With county election offices in Washington state wrapping up their counts of straggling ballots, the Nov. 6 general election can be viewed as a success, with none of the controversy and drama seen in Florida, for example.
The Secretary of State’s elections office estimates about 120,000 ballots remain to be counted before the election can be certified later this month, including about 1,900 in Snohomish County and 500 in Island County. A handful of races may require machine recounts, including the race for Position 2 in the 10th Legislative District where Democrat Dave Paul leads incumbent Republican Rep.

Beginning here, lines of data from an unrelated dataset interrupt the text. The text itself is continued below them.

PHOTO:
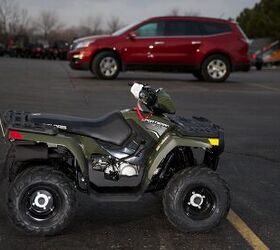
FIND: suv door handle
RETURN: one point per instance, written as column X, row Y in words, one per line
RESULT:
column 159, row 42
column 196, row 42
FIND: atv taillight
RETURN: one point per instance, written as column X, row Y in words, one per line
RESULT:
column 15, row 135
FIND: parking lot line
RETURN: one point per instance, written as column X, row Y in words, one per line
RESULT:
column 254, row 241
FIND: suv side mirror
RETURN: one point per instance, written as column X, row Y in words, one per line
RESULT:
column 131, row 35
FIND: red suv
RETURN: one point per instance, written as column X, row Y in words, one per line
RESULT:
column 208, row 48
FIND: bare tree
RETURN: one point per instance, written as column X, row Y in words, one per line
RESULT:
column 9, row 15
column 47, row 23
column 174, row 12
column 114, row 24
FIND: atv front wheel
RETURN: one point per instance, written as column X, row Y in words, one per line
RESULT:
column 196, row 200
column 41, row 201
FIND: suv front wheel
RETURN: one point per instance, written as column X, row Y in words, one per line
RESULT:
column 216, row 68
column 105, row 65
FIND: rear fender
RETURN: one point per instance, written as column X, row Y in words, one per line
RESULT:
column 167, row 144
column 70, row 143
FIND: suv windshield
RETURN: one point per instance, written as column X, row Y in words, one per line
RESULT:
column 123, row 30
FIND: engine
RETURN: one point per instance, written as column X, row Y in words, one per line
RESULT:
column 113, row 168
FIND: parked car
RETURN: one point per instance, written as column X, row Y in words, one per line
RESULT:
column 257, row 60
column 2, row 49
column 209, row 48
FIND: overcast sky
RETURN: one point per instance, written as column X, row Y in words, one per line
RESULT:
column 72, row 12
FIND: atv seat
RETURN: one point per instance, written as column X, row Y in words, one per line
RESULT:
column 111, row 128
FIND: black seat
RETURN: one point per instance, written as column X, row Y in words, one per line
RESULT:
column 111, row 128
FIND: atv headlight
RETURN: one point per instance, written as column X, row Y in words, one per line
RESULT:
column 83, row 44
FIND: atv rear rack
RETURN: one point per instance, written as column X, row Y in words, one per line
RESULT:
column 197, row 127
column 19, row 121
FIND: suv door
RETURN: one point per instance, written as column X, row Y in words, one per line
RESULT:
column 180, row 43
column 137, row 50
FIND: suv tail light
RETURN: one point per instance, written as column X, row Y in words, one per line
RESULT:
column 15, row 135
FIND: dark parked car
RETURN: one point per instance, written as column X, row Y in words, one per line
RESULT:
column 209, row 48
column 2, row 49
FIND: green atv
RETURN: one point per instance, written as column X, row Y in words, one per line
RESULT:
column 118, row 157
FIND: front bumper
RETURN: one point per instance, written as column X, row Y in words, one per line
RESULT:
column 242, row 67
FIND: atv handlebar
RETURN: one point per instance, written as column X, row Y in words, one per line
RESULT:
column 144, row 94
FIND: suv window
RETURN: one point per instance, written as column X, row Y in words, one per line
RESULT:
column 182, row 28
column 150, row 29
column 214, row 28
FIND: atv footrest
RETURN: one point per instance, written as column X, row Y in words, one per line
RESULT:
column 19, row 120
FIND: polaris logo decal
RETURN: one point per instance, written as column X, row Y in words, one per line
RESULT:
column 157, row 123
column 63, row 127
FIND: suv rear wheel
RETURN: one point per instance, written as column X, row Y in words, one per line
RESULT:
column 216, row 68
column 198, row 75
column 105, row 65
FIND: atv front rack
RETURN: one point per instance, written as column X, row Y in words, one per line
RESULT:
column 19, row 121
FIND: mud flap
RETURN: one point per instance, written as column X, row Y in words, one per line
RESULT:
column 3, row 152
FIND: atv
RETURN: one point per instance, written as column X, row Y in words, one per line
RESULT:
column 118, row 157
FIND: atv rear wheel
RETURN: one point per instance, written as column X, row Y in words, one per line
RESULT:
column 196, row 200
column 41, row 201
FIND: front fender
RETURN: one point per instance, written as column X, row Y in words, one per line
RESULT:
column 167, row 144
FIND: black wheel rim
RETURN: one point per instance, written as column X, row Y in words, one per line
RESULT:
column 199, row 203
column 41, row 204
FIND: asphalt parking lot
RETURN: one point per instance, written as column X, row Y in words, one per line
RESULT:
column 247, row 106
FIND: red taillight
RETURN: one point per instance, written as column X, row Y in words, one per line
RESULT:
column 15, row 135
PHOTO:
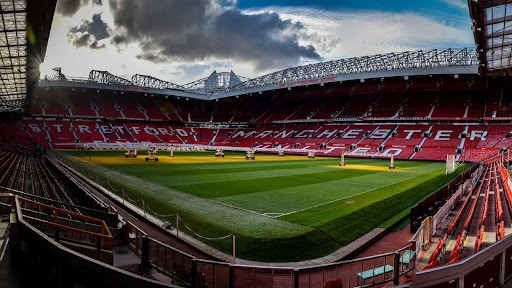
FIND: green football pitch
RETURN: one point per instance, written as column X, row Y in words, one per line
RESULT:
column 280, row 208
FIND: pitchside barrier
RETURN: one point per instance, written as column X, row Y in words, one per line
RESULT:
column 186, row 270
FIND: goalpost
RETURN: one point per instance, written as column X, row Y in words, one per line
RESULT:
column 450, row 163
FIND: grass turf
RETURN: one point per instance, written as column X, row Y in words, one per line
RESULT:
column 276, row 206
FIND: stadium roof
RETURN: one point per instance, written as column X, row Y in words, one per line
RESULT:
column 13, row 55
column 492, row 28
column 227, row 84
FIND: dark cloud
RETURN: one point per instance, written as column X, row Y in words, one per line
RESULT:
column 96, row 27
column 69, row 7
column 85, row 40
column 167, row 30
column 89, row 33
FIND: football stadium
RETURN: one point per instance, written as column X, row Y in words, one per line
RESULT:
column 386, row 170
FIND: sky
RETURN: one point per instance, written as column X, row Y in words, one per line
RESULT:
column 181, row 41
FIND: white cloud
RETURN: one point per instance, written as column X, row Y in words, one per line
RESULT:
column 334, row 35
column 461, row 4
column 357, row 33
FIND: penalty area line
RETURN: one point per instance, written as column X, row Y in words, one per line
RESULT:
column 238, row 208
column 342, row 198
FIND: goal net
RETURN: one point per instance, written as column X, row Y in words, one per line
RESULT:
column 450, row 163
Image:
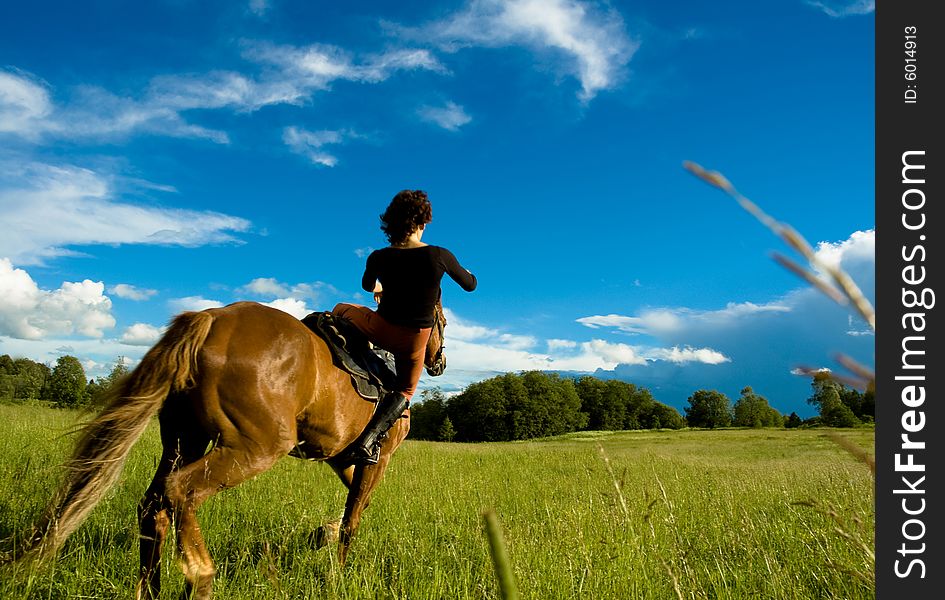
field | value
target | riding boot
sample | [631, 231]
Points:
[367, 448]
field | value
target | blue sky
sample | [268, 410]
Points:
[166, 156]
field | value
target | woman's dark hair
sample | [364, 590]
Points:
[406, 212]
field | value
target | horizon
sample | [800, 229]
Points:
[178, 156]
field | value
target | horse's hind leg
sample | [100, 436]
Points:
[190, 486]
[153, 522]
[154, 511]
[365, 479]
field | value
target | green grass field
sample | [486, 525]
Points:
[664, 514]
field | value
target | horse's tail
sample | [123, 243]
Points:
[104, 443]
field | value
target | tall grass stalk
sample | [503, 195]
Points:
[500, 557]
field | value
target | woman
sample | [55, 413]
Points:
[405, 279]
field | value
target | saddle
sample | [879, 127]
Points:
[371, 369]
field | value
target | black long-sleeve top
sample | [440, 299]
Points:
[410, 278]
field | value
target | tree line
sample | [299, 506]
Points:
[64, 385]
[513, 406]
[518, 406]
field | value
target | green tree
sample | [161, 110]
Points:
[446, 433]
[119, 371]
[427, 415]
[836, 404]
[479, 413]
[66, 386]
[752, 410]
[661, 416]
[708, 409]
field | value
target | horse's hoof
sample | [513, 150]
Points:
[325, 534]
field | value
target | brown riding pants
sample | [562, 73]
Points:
[407, 344]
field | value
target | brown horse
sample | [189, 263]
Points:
[237, 388]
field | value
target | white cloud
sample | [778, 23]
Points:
[670, 321]
[259, 7]
[47, 208]
[24, 104]
[29, 312]
[293, 306]
[859, 247]
[310, 144]
[303, 70]
[130, 292]
[556, 344]
[265, 286]
[687, 354]
[845, 9]
[289, 75]
[451, 116]
[593, 45]
[193, 303]
[141, 334]
[269, 287]
[480, 352]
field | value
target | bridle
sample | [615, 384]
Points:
[438, 365]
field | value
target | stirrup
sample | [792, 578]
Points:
[366, 450]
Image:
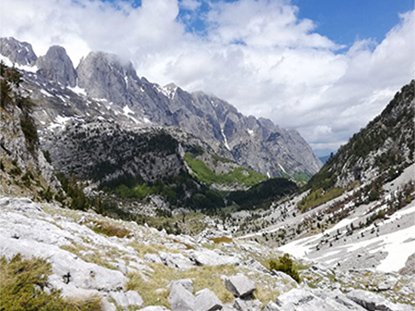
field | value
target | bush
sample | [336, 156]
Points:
[286, 265]
[239, 175]
[30, 131]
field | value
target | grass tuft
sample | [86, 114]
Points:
[21, 288]
[109, 229]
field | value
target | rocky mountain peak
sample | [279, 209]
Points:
[18, 52]
[57, 66]
[106, 76]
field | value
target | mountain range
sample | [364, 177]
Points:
[105, 86]
[119, 194]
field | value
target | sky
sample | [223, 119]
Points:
[323, 67]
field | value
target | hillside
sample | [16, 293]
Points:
[376, 154]
[110, 88]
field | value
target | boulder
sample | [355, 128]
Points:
[126, 299]
[373, 302]
[247, 305]
[271, 306]
[180, 298]
[240, 286]
[206, 300]
[186, 283]
[174, 260]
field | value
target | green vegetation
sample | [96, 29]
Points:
[285, 264]
[318, 197]
[75, 192]
[263, 193]
[301, 178]
[239, 175]
[139, 191]
[21, 288]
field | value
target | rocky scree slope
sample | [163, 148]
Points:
[384, 147]
[24, 168]
[359, 213]
[105, 80]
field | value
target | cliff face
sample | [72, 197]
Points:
[383, 148]
[24, 169]
[104, 85]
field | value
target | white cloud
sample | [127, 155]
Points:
[258, 55]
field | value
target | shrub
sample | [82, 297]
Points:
[285, 264]
[30, 131]
[239, 175]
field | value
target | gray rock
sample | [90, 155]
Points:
[176, 260]
[271, 306]
[247, 305]
[126, 299]
[305, 299]
[107, 306]
[206, 300]
[154, 308]
[57, 66]
[373, 302]
[186, 283]
[18, 52]
[240, 286]
[180, 298]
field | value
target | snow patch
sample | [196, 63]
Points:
[145, 120]
[9, 63]
[225, 140]
[46, 93]
[282, 168]
[127, 110]
[78, 90]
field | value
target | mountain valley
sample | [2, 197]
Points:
[120, 194]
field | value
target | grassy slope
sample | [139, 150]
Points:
[240, 175]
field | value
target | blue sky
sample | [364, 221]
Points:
[345, 21]
[322, 67]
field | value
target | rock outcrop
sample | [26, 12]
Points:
[18, 52]
[57, 66]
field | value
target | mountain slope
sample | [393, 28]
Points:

Dave Hayes by about 340 votes, very close to the 0.5 percentage point difference that triggers a recount.
The other success reflected in the ballots this election was the sheer number of them. With nearly 3.1 million ballots returned by the more than 4.3 million registered voters, turnout is expected to top 71 percent, very near the turnout record for midterm elections that was set in 1958.
Credit that turnout on higher interest because of the unofficial referendum on President Trump’s first two years in office and four high-profile statewide ballot measures, but also on recent efforts by Secretary of State Kim Wyman’s office and state lawmakers to streamline voter registration and voting, including a temporary fix that meant voters didn’t have to affix postage to their ballots to mail them for the primary and general elections.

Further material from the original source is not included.